If like me zombie themed romantic comedy Warm Bodies left you as cold as one of the undead stiffs themselves, then Life After Beth is the perfect antidote. The film received its UK premiere at this year’s EIFF and proved itself to be a laugh-filled delight.

Jeff Baena’s Life After Beth follows broken-hearted Zach (Dane DeHaan), distraught after the sudden death of his girlfriend Beth (Audrey Plaza). However, much to the delight of Zach and his former-girlfriend’s parents (John C. Reilly & Molly Shannon), Beth miraculously returns from the dead but gradually becomes more aggressive and er… zombified.

Life After Beth is refreshing as it does not try and present itself as a tale of a post-apocalyptic world filled with zombies or anything hugely unbelievable, instead it sticks to the low-key suburban setting where the zombie element (a.k.a. the return of Beth) is just a bizarre curiosity. In a sense, Baena is simply putting a zombie into the mix of the conventional rom-com and watching the amusing chaos that this situation creates. What results is a original, eccentric and truly laugh-out-loud funny watch.

Most of the thematic weight of Life After Beth is carried by the relationship between Zach and Beth – with the chemistry between the two performers driving the narrative. This is a sweet and convincing relationship, presented by two real talents. DeHaan is a gifted comic star as shown in hilarious scenes where Beth attempts to get close to him whilst he cautiously remarks “Are you sure you’re not hungry?” DeHaan also shines against some of the film’s more regular genre stars from Plaza herself to Curb Your Enthusiasm’s Cheryl Hines, Anna Kendrick, and Parks and Recreation’s very on Gerry, Jim O’Heir (who has a great little cameo).

Plaza is equally magnificent – especially when she gets to turn up the anger and embrace the more zombie-like elements of her character. Beth is the most-likeable on-screen zombie yet, literally breathing sarcastic life into this undead character. Baena chucks in a number of bizarre eccentricities into the zombie mythology – for instance, nothing calms a zombie Beth like smooth jazz.

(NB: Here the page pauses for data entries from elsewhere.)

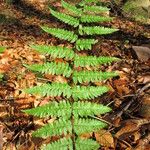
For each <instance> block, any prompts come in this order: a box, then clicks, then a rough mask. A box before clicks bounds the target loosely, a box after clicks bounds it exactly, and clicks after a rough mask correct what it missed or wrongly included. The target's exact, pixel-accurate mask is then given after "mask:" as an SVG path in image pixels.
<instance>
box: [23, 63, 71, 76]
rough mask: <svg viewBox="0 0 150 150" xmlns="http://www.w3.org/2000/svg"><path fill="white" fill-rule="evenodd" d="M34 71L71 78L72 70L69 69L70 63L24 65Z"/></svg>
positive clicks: (32, 70)
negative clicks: (62, 75)
mask: <svg viewBox="0 0 150 150" xmlns="http://www.w3.org/2000/svg"><path fill="white" fill-rule="evenodd" d="M24 66H25V67H27V68H28V69H30V70H32V71H38V72H41V73H46V74H52V75H54V74H55V75H63V76H65V77H70V75H71V73H72V69H71V68H70V67H69V64H68V63H61V62H58V63H56V62H51V63H48V62H47V63H44V64H33V65H24Z"/></svg>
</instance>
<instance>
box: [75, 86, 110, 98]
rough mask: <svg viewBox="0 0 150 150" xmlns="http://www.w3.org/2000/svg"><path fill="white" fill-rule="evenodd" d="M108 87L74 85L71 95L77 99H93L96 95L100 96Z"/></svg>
mask: <svg viewBox="0 0 150 150" xmlns="http://www.w3.org/2000/svg"><path fill="white" fill-rule="evenodd" d="M108 91H109V89H108V87H106V86H99V87H94V86H88V87H86V86H74V87H72V97H73V98H74V100H78V99H85V100H86V99H93V98H96V97H98V96H101V95H102V94H104V93H106V92H108Z"/></svg>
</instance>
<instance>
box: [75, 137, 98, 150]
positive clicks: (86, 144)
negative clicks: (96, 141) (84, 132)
mask: <svg viewBox="0 0 150 150" xmlns="http://www.w3.org/2000/svg"><path fill="white" fill-rule="evenodd" d="M75 143H76V144H75V147H76V150H97V149H98V148H99V147H100V145H99V144H98V143H97V142H96V141H94V140H92V139H80V138H78V139H77V140H76V142H75Z"/></svg>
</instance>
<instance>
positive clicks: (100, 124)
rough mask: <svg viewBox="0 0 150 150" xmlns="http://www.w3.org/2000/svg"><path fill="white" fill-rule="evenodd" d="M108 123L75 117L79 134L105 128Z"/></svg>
mask: <svg viewBox="0 0 150 150" xmlns="http://www.w3.org/2000/svg"><path fill="white" fill-rule="evenodd" d="M106 126H107V124H106V123H104V122H102V121H99V120H95V119H81V118H79V119H74V131H75V133H76V134H77V135H81V134H83V133H89V132H93V131H97V130H99V129H102V128H105V127H106Z"/></svg>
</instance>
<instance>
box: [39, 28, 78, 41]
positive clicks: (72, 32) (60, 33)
mask: <svg viewBox="0 0 150 150" xmlns="http://www.w3.org/2000/svg"><path fill="white" fill-rule="evenodd" d="M41 28H42V29H43V30H44V31H45V32H47V33H50V34H52V35H53V36H55V37H57V38H59V39H63V40H67V41H69V42H71V43H74V42H75V41H76V40H77V39H78V36H77V35H76V34H75V33H74V32H73V31H68V30H64V29H59V28H49V27H46V26H43V27H41Z"/></svg>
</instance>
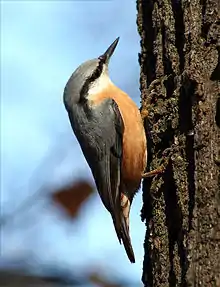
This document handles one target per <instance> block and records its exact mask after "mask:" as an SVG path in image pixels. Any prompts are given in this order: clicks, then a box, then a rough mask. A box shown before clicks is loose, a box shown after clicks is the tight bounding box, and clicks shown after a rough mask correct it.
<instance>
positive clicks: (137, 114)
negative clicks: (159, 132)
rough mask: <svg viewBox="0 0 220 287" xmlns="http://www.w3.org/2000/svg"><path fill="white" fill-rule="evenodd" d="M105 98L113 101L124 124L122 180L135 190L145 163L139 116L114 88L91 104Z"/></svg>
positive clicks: (101, 101)
mask: <svg viewBox="0 0 220 287" xmlns="http://www.w3.org/2000/svg"><path fill="white" fill-rule="evenodd" d="M107 98H112V99H114V100H115V102H116V103H117V105H118V107H119V110H120V113H121V116H122V119H123V122H124V134H123V158H122V168H121V173H122V178H123V181H124V182H125V184H126V182H127V183H128V184H131V185H132V184H133V185H134V188H135V186H136V185H137V186H138V185H139V184H140V181H141V177H142V176H141V174H142V173H143V172H144V170H145V167H146V161H147V147H146V136H145V131H144V127H143V123H142V119H141V115H140V112H139V109H138V107H137V105H136V104H135V103H134V102H133V100H132V99H131V98H130V97H129V96H128V95H127V94H126V93H124V92H123V91H121V90H120V89H119V88H117V87H115V86H113V87H112V88H111V89H110V88H108V89H106V90H104V91H103V92H102V93H98V94H96V95H94V97H93V98H92V104H93V105H98V104H99V103H101V102H102V101H103V100H104V99H107Z"/></svg>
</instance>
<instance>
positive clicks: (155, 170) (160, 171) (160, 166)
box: [142, 166, 165, 178]
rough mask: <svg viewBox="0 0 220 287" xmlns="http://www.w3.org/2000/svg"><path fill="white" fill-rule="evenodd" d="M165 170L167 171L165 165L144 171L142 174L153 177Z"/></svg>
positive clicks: (164, 170) (144, 177)
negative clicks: (154, 168) (148, 170)
mask: <svg viewBox="0 0 220 287" xmlns="http://www.w3.org/2000/svg"><path fill="white" fill-rule="evenodd" d="M164 171H165V167H164V166H160V167H158V168H157V169H154V170H151V171H148V172H145V173H143V174H142V178H148V177H153V176H155V175H158V174H161V173H164Z"/></svg>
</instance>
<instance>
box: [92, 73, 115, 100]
mask: <svg viewBox="0 0 220 287" xmlns="http://www.w3.org/2000/svg"><path fill="white" fill-rule="evenodd" d="M110 83H111V80H110V78H109V76H108V70H107V68H104V69H103V71H102V74H101V75H100V77H99V78H98V79H97V80H95V81H94V82H93V83H92V84H91V86H90V88H89V91H88V99H91V96H92V95H94V94H98V93H100V92H102V91H103V90H104V89H106V88H107V87H108V85H109V84H110Z"/></svg>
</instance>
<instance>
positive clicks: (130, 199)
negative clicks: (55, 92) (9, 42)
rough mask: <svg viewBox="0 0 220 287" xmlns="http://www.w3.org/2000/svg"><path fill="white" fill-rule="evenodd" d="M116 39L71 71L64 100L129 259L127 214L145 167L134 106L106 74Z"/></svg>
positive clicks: (128, 215) (130, 99) (130, 247)
mask: <svg viewBox="0 0 220 287" xmlns="http://www.w3.org/2000/svg"><path fill="white" fill-rule="evenodd" d="M118 41H119V38H117V39H116V40H115V41H114V42H113V43H112V44H111V45H110V47H109V48H108V49H107V50H106V52H105V53H104V54H103V55H101V56H99V57H98V58H96V59H93V60H89V61H86V62H84V63H83V64H82V65H80V66H79V67H78V68H77V69H76V70H75V72H74V73H73V74H72V76H71V77H70V79H69V80H68V82H67V84H66V87H65V90H64V104H65V107H66V110H67V112H68V115H69V119H70V122H71V126H72V129H73V131H74V134H75V136H76V138H77V140H78V142H79V144H80V146H81V149H82V152H83V154H84V156H85V158H86V160H87V163H88V165H89V167H90V169H91V171H92V174H93V177H94V180H95V183H96V187H97V190H98V192H99V195H100V197H101V200H102V202H103V204H104V206H105V207H106V209H107V210H108V211H109V212H110V214H111V216H112V219H113V223H114V227H115V230H116V233H117V236H118V239H119V242H120V243H121V240H122V242H123V244H124V247H125V250H126V252H127V255H128V258H129V259H130V261H131V262H132V263H134V262H135V257H134V252H133V248H132V245H131V239H130V235H129V213H130V207H131V204H132V200H133V198H134V195H135V193H136V192H137V190H138V189H139V187H140V183H141V179H142V175H143V172H144V170H145V167H146V161H147V148H146V137H145V131H144V127H143V123H142V118H141V115H140V112H139V109H138V107H137V106H136V104H135V103H134V102H133V101H132V99H131V98H130V97H129V96H128V95H127V94H126V93H125V92H123V91H122V90H120V89H119V88H118V87H116V86H115V85H114V84H113V83H112V82H111V80H110V78H109V75H108V64H109V60H110V58H111V56H112V54H113V52H114V50H115V48H116V46H117V44H118Z"/></svg>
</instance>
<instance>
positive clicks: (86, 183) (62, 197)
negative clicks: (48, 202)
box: [52, 180, 94, 218]
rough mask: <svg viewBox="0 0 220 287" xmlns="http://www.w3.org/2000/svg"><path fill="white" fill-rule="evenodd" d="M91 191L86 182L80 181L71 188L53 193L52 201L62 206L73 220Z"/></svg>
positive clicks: (88, 185) (74, 184) (64, 209)
mask: <svg viewBox="0 0 220 287" xmlns="http://www.w3.org/2000/svg"><path fill="white" fill-rule="evenodd" d="M93 190H94V189H93V187H92V185H91V184H90V183H89V182H88V181H85V180H80V181H77V182H74V183H73V185H72V186H69V187H67V188H63V189H60V190H58V191H56V192H55V193H53V195H52V199H53V201H54V202H56V203H58V204H59V205H60V206H62V207H63V209H64V210H65V211H66V212H67V214H68V215H69V216H70V217H71V218H74V217H76V216H77V213H78V211H79V209H80V207H81V205H82V204H83V203H84V202H85V201H86V200H87V199H88V197H89V196H90V195H91V194H92V192H93Z"/></svg>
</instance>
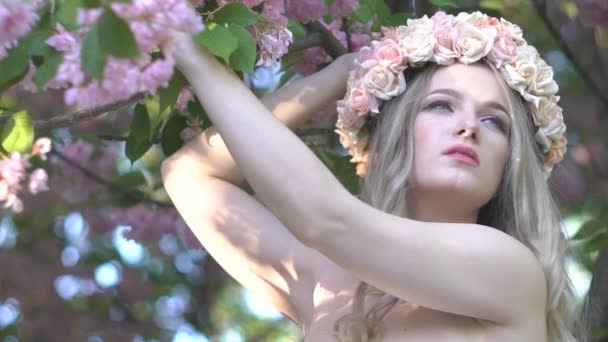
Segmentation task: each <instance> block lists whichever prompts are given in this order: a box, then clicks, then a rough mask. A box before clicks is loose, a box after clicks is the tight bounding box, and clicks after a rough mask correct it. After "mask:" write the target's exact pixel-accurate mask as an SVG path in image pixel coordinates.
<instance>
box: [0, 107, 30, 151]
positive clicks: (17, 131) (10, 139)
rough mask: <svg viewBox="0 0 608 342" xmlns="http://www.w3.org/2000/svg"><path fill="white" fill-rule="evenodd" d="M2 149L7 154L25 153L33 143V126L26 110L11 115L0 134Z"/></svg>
mask: <svg viewBox="0 0 608 342" xmlns="http://www.w3.org/2000/svg"><path fill="white" fill-rule="evenodd" d="M0 142H1V144H2V148H3V149H4V150H5V151H7V152H20V153H27V152H29V151H30V150H31V148H32V143H33V142H34V124H33V122H32V118H31V117H30V115H29V114H28V112H27V111H26V110H22V111H20V112H17V113H15V114H13V115H11V116H10V117H9V118H8V120H7V121H6V124H4V126H3V127H2V131H1V132H0Z"/></svg>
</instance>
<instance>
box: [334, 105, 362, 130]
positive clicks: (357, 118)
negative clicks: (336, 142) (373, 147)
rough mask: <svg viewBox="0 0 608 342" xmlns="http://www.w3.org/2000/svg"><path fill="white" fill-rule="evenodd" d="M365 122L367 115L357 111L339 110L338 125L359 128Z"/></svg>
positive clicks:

There is no shortage of gags in Life After Beth from bigger set-pieces to quick one liners and outrageous cameos. John C. Reilly and Molly Shannon are wonderful comic value as Beth’s parents with a phobia of the Z word (“She’s just been resurrected.”), whilst Cheryl Hines and Paul Reiser steel scenes as Zach’s parents. Matthew Gray Gubler adds to the fun as Zach’s gung-ho gun-loving brother, and a cameo from the great Garry Marshall (almost as good as his Hocus Pocus one) takes the laughs to a new level.

Life After Beth is a riot from start to finish. This is a zomcom done right – packed with consistent humour, engaging performances and a subtle sweetness.